Yogurt Provides Important Nutrients and Promotes Digestive Health

Posted: June 21, 2014

June is dairy month – a time to celebrate the many benefits of consuming nutritious dairy products. From calcium to potassium, dairy foods like milk, cheese and yogurt contain nine essential nutrients which may help to better manage your weight, reduce your risk for high blood pressure, osteoporosis and certain cancers...

     Whether it's protein to help build and repair the muscle tissue of active bodies or vitamin A to help maintain healthy skin, dairy products are a natural nutrient powerhouse.

  • Yogurt is one of the most popular dairy foods. Not only does it contain calcium, potassium, vitamins and minerals, but it also has live, active cultures which help promote digestive health. It’s also a good source of calcium for people who are lactose intolerant. A person who is lactose intolerant lacks enough of the enzyme that digests the sugar in mile. The bacteria in yogurt release an enzyme into the intestine that digests the milk sugar which helps to get rid of gastrointestinal distress.
  • Yogurt made from low fat or fat free milk is best. Watch out for products, especially kid friendly yogurts like squeezable yogurt tubes, yogurt parfaits and yogurt with sprinkles, which are high in added sugar.
  • Greek yogurt is one of the most popular yogurt products on the market. It is made by straining the yogurt so the liquid whey is removed to make it thicker than traditional yogurt. The extra straining process also concentrates yogurt’s protein and reduces the content of calcium and lactose. Its reduced lactose content makes Greek yogurt a popular choice among people with lactose intolerance.
  • Yogurt can be used as a substitution for higher fat products. For example:

     * Use in equal or partial amounts for mayonnaise in potato salad or coleslaw.
* Use instead of sour cream on baked potatoes.
* Replace low fat yogurt for sour cream in casseroles, salad dressings and desserts.

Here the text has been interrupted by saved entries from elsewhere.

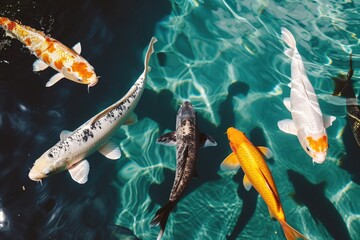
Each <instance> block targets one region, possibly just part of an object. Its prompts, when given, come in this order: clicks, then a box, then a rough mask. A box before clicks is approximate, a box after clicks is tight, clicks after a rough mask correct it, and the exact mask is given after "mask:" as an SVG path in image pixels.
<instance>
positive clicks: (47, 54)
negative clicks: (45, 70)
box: [42, 53, 51, 64]
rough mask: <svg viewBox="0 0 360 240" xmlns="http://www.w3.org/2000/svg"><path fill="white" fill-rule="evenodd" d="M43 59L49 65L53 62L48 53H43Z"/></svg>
mask: <svg viewBox="0 0 360 240" xmlns="http://www.w3.org/2000/svg"><path fill="white" fill-rule="evenodd" d="M42 59H43V60H44V62H45V63H47V64H49V63H50V62H51V59H50V56H49V54H47V53H43V54H42Z"/></svg>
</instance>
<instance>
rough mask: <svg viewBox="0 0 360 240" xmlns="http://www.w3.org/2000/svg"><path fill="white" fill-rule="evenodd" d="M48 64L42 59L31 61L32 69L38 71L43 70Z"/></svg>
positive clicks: (44, 68) (48, 65)
mask: <svg viewBox="0 0 360 240" xmlns="http://www.w3.org/2000/svg"><path fill="white" fill-rule="evenodd" d="M48 67H49V65H47V64H46V63H45V62H44V61H43V60H41V59H38V60H36V61H35V62H34V63H33V71H34V72H39V71H43V70H45V69H46V68H48Z"/></svg>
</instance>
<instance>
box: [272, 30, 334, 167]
mask: <svg viewBox="0 0 360 240" xmlns="http://www.w3.org/2000/svg"><path fill="white" fill-rule="evenodd" d="M281 33H282V38H283V40H284V42H285V43H286V44H287V45H288V46H289V48H288V49H286V50H285V54H286V55H287V56H289V57H290V58H291V60H292V61H291V84H290V85H291V91H290V98H285V99H284V104H285V106H286V108H287V109H288V110H289V111H290V112H291V116H292V119H285V120H282V121H279V122H278V127H279V128H280V130H281V131H283V132H286V133H289V134H293V135H296V136H297V137H298V139H299V141H300V144H301V146H302V147H303V149H304V150H305V152H306V153H307V154H308V155H309V156H310V157H312V159H313V162H316V163H323V162H324V161H325V158H326V154H327V149H328V138H327V133H326V129H325V128H327V127H329V126H331V124H332V122H333V121H334V120H335V119H336V118H335V117H333V116H323V114H322V112H321V109H320V106H319V102H318V99H317V96H316V94H315V91H314V88H313V86H312V85H311V83H310V81H309V79H308V78H307V76H306V73H305V68H304V64H303V61H302V58H301V55H300V53H299V52H298V50H297V48H296V41H295V38H294V36H293V35H292V34H291V32H290V31H289V30H288V29H286V28H281Z"/></svg>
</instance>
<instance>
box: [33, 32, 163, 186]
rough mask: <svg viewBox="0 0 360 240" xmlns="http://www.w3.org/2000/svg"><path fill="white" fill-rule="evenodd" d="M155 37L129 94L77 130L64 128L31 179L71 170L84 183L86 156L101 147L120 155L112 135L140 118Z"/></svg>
mask: <svg viewBox="0 0 360 240" xmlns="http://www.w3.org/2000/svg"><path fill="white" fill-rule="evenodd" d="M156 41H157V40H156V38H154V37H153V38H152V39H151V41H150V44H149V47H148V50H147V52H146V56H145V60H144V68H145V69H144V72H143V73H142V74H141V75H140V77H139V78H138V79H137V81H136V82H135V83H134V85H133V86H132V87H131V88H130V90H129V91H128V92H127V93H126V95H125V96H124V97H123V98H121V99H120V100H119V101H117V102H116V103H114V104H113V105H111V106H109V107H108V108H106V109H104V110H103V111H101V112H100V113H98V114H97V115H95V116H94V117H92V118H91V119H90V120H88V121H87V122H86V123H84V124H83V125H81V126H80V127H79V128H78V129H76V130H75V131H74V132H69V131H62V132H61V134H60V139H61V140H60V141H59V142H58V143H57V144H55V146H53V147H51V148H50V149H49V150H47V151H46V152H45V153H44V154H43V155H42V156H41V157H40V158H39V159H37V160H36V161H35V163H34V166H33V167H32V168H31V170H30V173H29V178H30V179H31V180H34V181H40V180H41V179H43V178H46V177H49V176H51V175H53V174H56V173H59V172H62V171H65V170H69V172H70V175H71V177H72V178H73V179H74V180H75V181H76V182H78V183H80V184H83V183H85V182H86V181H87V175H88V173H89V163H88V161H87V160H86V159H85V158H86V157H87V156H89V155H91V154H92V153H94V152H95V151H99V152H100V153H101V154H103V155H104V156H105V157H107V158H109V159H119V158H120V156H121V152H120V149H119V147H118V144H117V143H116V142H115V141H114V140H112V137H113V136H114V135H115V133H116V130H117V129H118V128H119V127H120V126H121V125H123V124H132V123H135V122H136V120H137V118H136V115H135V114H134V113H133V110H134V109H135V107H136V105H137V103H138V102H139V100H140V97H141V95H142V93H143V91H144V88H145V83H146V76H147V73H148V71H149V70H150V67H148V63H149V60H150V57H151V55H152V53H153V52H154V48H153V44H154V43H155V42H156Z"/></svg>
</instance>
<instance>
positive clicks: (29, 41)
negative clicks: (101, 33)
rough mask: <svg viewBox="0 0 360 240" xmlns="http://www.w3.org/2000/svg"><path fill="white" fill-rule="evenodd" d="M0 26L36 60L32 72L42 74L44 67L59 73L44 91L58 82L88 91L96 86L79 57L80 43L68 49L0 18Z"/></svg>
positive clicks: (53, 41) (44, 36) (26, 29)
mask: <svg viewBox="0 0 360 240" xmlns="http://www.w3.org/2000/svg"><path fill="white" fill-rule="evenodd" d="M0 26H1V27H2V28H3V29H4V30H5V31H6V34H7V35H8V36H10V37H14V38H16V39H18V40H19V41H20V42H22V43H23V44H25V46H26V47H27V48H28V49H29V50H30V51H31V52H32V53H33V54H34V55H35V56H36V57H38V58H39V59H38V60H36V61H35V62H34V65H33V70H34V71H35V72H37V71H42V70H44V69H46V68H47V67H48V66H50V67H52V68H53V69H55V70H56V71H58V72H59V73H57V74H55V75H54V76H53V77H52V78H51V79H50V80H49V81H48V82H47V83H46V86H47V87H50V86H52V85H54V84H55V83H56V82H58V81H59V80H61V79H62V78H67V79H69V80H71V81H74V82H76V83H80V84H86V85H88V86H89V87H92V86H94V85H95V84H96V83H97V81H98V77H97V76H96V74H95V71H94V68H93V67H92V66H91V65H90V64H89V63H88V61H86V60H85V59H84V58H83V57H81V56H80V55H79V54H80V52H81V45H80V43H78V44H76V45H75V46H74V47H73V49H70V48H68V47H66V46H65V45H63V44H62V43H60V42H59V41H57V40H55V39H53V38H51V37H49V36H46V35H45V34H44V33H43V32H41V31H37V30H35V29H33V28H31V27H28V26H25V25H22V24H20V23H18V22H15V21H11V20H9V19H8V18H5V17H0Z"/></svg>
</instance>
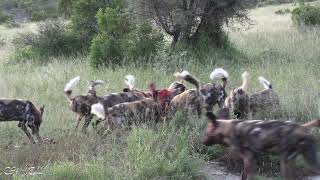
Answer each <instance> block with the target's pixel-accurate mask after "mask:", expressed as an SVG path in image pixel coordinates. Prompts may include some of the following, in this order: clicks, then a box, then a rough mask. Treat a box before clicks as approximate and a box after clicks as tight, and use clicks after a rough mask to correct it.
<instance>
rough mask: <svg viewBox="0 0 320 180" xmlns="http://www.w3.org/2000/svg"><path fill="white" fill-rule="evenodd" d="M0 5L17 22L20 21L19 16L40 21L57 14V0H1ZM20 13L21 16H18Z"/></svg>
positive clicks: (51, 16)
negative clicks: (12, 16)
mask: <svg viewBox="0 0 320 180" xmlns="http://www.w3.org/2000/svg"><path fill="white" fill-rule="evenodd" d="M0 7H2V8H1V9H2V10H4V11H6V12H8V13H10V14H12V15H13V17H14V18H13V20H14V21H18V22H20V21H22V19H21V18H25V19H27V20H31V21H41V20H45V19H47V18H55V17H58V16H59V13H58V4H57V0H24V1H22V0H2V1H1V2H0ZM21 14H22V16H23V17H20V16H21Z"/></svg>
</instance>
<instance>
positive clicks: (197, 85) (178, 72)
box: [174, 71, 200, 90]
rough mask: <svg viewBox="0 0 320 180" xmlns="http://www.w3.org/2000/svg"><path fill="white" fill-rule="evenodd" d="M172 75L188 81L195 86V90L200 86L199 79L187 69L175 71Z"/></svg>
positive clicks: (177, 77)
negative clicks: (190, 73)
mask: <svg viewBox="0 0 320 180" xmlns="http://www.w3.org/2000/svg"><path fill="white" fill-rule="evenodd" d="M174 76H175V77H176V78H178V79H183V80H185V81H188V82H189V83H191V84H193V85H195V86H196V88H197V90H199V88H200V84H199V81H198V80H197V79H196V78H195V77H193V76H192V75H191V74H190V73H189V72H188V71H182V72H176V73H174Z"/></svg>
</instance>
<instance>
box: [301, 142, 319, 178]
mask: <svg viewBox="0 0 320 180" xmlns="http://www.w3.org/2000/svg"><path fill="white" fill-rule="evenodd" d="M302 154H303V157H304V159H305V161H306V162H307V164H308V167H309V168H310V169H311V171H312V172H314V173H316V174H320V164H319V161H318V157H317V144H316V141H315V140H314V139H313V138H310V139H308V140H306V142H305V147H304V150H303V153H302Z"/></svg>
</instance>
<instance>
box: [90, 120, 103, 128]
mask: <svg viewBox="0 0 320 180" xmlns="http://www.w3.org/2000/svg"><path fill="white" fill-rule="evenodd" d="M101 121H103V120H102V119H97V120H96V121H95V122H94V123H92V127H93V128H94V129H97V127H98V125H99V124H100V123H101Z"/></svg>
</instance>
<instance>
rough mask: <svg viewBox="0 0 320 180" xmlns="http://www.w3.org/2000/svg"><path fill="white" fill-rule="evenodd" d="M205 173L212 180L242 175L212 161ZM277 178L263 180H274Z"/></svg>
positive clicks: (223, 178)
mask: <svg viewBox="0 0 320 180" xmlns="http://www.w3.org/2000/svg"><path fill="white" fill-rule="evenodd" d="M203 172H204V173H205V174H206V175H207V176H208V177H209V179H210V180H240V174H233V173H230V172H227V171H226V169H225V168H224V167H223V166H222V165H221V163H219V162H214V161H211V162H209V163H207V164H206V166H205V167H204V168H203ZM273 179H275V178H263V180H273ZM302 180H320V176H312V177H306V178H304V179H302Z"/></svg>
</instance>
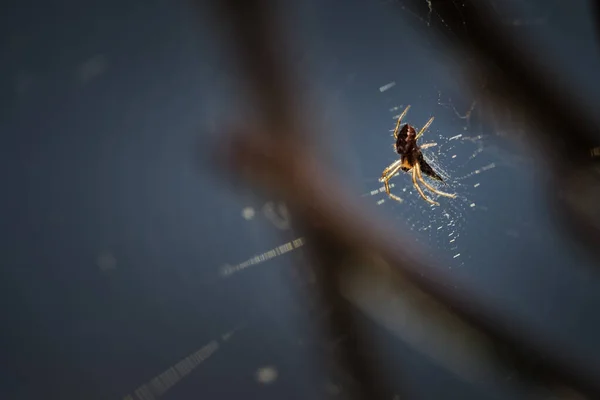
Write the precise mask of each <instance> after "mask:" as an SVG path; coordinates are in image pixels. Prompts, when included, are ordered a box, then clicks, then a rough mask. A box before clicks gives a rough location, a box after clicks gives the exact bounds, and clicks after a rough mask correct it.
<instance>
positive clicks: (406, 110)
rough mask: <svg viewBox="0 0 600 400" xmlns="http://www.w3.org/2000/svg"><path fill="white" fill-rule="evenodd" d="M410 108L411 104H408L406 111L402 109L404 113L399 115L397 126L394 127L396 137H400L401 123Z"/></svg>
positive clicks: (403, 112) (398, 117) (402, 112)
mask: <svg viewBox="0 0 600 400" xmlns="http://www.w3.org/2000/svg"><path fill="white" fill-rule="evenodd" d="M409 108H410V104H409V105H407V106H406V108H405V109H404V111H402V114H400V116H399V117H398V122H396V128H395V129H394V139H398V131H399V129H400V124H401V123H402V120H403V119H404V117H406V113H407V112H408V110H409Z"/></svg>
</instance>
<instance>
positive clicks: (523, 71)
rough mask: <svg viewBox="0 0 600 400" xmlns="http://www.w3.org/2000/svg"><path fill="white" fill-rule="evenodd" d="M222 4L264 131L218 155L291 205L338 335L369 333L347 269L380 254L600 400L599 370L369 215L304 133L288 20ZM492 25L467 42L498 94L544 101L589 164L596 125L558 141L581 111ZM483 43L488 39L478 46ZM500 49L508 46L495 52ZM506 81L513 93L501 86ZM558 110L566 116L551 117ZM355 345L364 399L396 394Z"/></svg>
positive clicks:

     Below is a yogurt pie recipe you can try for a cool, summer dessert.

3-Inch Yogurt Pie
1 (6 oz.) Graham cracker ready piecrust
2 (8 oz.) fruit flavored low-fat yogurt (strawberry, lemon, blueberry, etc.)
1 (9 oz.) fat free whipped topping, thawed
Garnish with fresh fruit
     In a large bowl fold together the yogurt and whipped topping, blending well.  Spoon into piecrust for a high mounding pie.  Cover pie and freeze until firm (about 4 hours).  To serve, move to refrigerator at least 1 ½ hours before cutting into slices.
Karen Thomas is a family and consumer sciences educator for Penn State Extension in Lackawanna County.